Food is one of the ties that bind. Through a country or region’s foods, we make meaningful connections that we might never otherwise. Sharing a meal is a sure way to break down barriers quickly. Better yet, learning how to make a traditional dish, and working with local ingredients teaches us something important about the culture and history of a place. Through our Food for Thought series, we hope to learn more about other travelers’ journeys, and the role food plays. A new interview will be published each Friday for the duration of the series. This week we had the opportunity to chat with Chanel from CulturalXplorer. Her site touches on everything from where to stay and what to do to to photo essays and a great food section, of course. Join Chanel on her quest to find the best restaurants, food tours and street food around the world.
Chanel is the New York City-based travel blogger at CulturalXplorer.com. Through her writing, she shares stories about culture, food, and off-the-beaten path experiences from her travels. When she is not running with bulls in Spain, getting tattooed in Cambodia, or eating poisonous blowfish in Japan, she enjoys exploring her hometown, brushing up on her photography, and educating children.
Food for Thought
The underlying idea of the “Food for Thought” series is that to truly experience a culture you must taste it. Do you agree or disagree? Why?
I completely agree that a big part of any culture is the food. I am constantly writing about the different foods that I eat in the different places that I travel to because I feel that in order to fully experience any place, you must eat the food. Not only does food fill your stomach, but it can also fill your heart, connect people, and create lasting memories.
What food do you identify with “home?” Does it reflect something about your own culture or upbringing? Do you crave it while you’re away?
When I think of the food from home, I think about some of the foods that I was raised on and the holidays and events that brought my family together. During Christmas, Thanksgiving, Easter, and family reunions, we would eat traditional Southern foods such as collard greens, candied yams, black-eyed peas, chicken, okra, red rice, cornbread, and potato salad. These foods are very traditional in the African-American community and are often referred to as ‘soul food’.
In all honesty, these days I only really have the chance to eat soul food during holidays and special events.
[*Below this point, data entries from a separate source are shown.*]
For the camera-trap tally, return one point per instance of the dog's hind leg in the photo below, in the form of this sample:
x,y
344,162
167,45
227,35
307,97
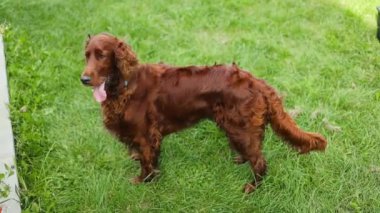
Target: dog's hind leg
x,y
248,145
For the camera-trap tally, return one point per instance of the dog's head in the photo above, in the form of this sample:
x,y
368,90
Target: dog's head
x,y
108,63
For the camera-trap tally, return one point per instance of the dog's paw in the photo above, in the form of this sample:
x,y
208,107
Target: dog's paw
x,y
239,160
248,188
136,180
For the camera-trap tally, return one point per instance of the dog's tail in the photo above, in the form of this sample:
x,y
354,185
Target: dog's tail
x,y
285,126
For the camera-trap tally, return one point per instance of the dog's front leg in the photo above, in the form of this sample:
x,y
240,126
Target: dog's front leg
x,y
148,157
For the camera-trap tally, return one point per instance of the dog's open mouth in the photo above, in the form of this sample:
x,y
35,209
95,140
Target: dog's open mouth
x,y
100,94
Because I only have a chance to eat it once in a while, I do not crave it very often. When I am traveling I am generally very focused on devouring all of the different foods that the country I am in has to offer.
How has travel affected the way you think about food?
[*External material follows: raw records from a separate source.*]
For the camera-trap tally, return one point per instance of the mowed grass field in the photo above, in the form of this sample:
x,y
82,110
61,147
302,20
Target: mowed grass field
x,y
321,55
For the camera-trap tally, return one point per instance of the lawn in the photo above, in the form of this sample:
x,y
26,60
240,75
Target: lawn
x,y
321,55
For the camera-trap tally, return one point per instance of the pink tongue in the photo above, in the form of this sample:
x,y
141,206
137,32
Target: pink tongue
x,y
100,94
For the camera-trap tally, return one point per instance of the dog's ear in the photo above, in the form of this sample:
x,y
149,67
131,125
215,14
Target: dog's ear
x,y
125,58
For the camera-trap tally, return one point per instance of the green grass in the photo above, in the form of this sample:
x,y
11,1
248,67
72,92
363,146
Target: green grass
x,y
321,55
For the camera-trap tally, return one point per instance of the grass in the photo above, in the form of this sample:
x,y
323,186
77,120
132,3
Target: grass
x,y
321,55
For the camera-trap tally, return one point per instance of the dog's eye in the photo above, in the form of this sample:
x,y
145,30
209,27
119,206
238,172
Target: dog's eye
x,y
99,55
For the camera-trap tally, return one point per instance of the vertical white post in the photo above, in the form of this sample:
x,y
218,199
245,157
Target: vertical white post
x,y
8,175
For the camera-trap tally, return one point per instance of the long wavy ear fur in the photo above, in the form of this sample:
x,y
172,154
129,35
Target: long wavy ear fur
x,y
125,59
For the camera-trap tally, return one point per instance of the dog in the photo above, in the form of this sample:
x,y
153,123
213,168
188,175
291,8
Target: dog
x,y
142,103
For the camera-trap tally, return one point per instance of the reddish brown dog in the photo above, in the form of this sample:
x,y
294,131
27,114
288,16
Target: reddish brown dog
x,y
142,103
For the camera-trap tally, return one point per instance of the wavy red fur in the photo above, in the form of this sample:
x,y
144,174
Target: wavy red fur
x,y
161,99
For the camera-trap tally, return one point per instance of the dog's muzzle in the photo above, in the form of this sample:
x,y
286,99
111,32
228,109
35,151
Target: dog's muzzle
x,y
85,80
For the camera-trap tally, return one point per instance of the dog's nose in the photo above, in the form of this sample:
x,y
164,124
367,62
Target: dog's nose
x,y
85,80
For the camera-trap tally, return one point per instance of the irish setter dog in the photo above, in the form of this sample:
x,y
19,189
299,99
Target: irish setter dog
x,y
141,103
I have always loved food but travel has definitely opened up my eyes to different kinds of foods around the world. Recently I have been writing a lot of ‘Eating My Way Through…’ posts to share what I ate in a particular destination. I always try the local cuisine and share it wherever I am in the world.
Do you have a technique to try and understand local cuisine? (ie: Attending cooking classes or food tours? Hunting the best street food?)
I would not say that I have a special technique per say other than reading up on what the local cuisine is and making sure that I try it when I am visiting a country. I have recently started getting more into food tours and classes during my travels so that I can learn about the food and history of an area, although I don’t take them in every city that I visit. I have found that the tours and classes that I have taken have made me really have a deeper appreciation for the food of the particular country I am traveling to.
Tell us about a memorable meal that was so special it is forever ingrained in your memory. Where was it and what set it apart? What was served, and who shared it with you?
One of my favorite meals to this day was at a tiny restaurant named Cal Pep in Barcelona. I remember reading up on it and telling myself that I needed to go there before I left the city. Cal Pep is quite a popular place to visit in Barcelona’s culinary scene and it is only open for a couple of hours each day, so you have to make sure to time your visit right. I arrived 30 minutes before they opened and waited on line as advised by some of the information I read. I was lucky enough to grab one of the few bar-styled seats that were available upon entering while those who were a couple of people behind me had to continue to wait online until someone got up from their seat, allowing them to be seated. Even though it was way out of my travel budget (and more than I spend at home for a meal), it was something I could never forget. I did not get to choose what I was served; I was only able to tell the chefs that I wanted fish. Not only was the food amazing, but I also made friends at the bar, chatted with the lively owner, and had an overall good time.
What food have you tried in your travels that some might find shocking or surprising? Would you eat it again?
I have eaten a couple of different ‘unusual’ things during my travels such as poisonous blowfish (Japan), ostrich meat (Taiwan), cow stomach (Italy), and chicken butt (Taiwan). I suppose eating the chicken butt from a street food cart in Taiwan might be the most surprising to people, but it actually was not that bad, a little chewy, but it tasted just like chicken!
And just for fun, if you had to choose one country’s cuisine to eat for the rest of your life what would it be?
That is a difficult question to answer, as I love so many different kinds of cuisines. If I only had the option of choosing one country’s cuisine for the rest of my life, I would go with Korean. Living in Korea for two years made me fall in love with the food, my favorite dish being Dakgalbi (닭갈비). It took a little getting used to the spiciness of Korean food, however now I am addicted, and I even add spices to make other foods that I eat more spicy.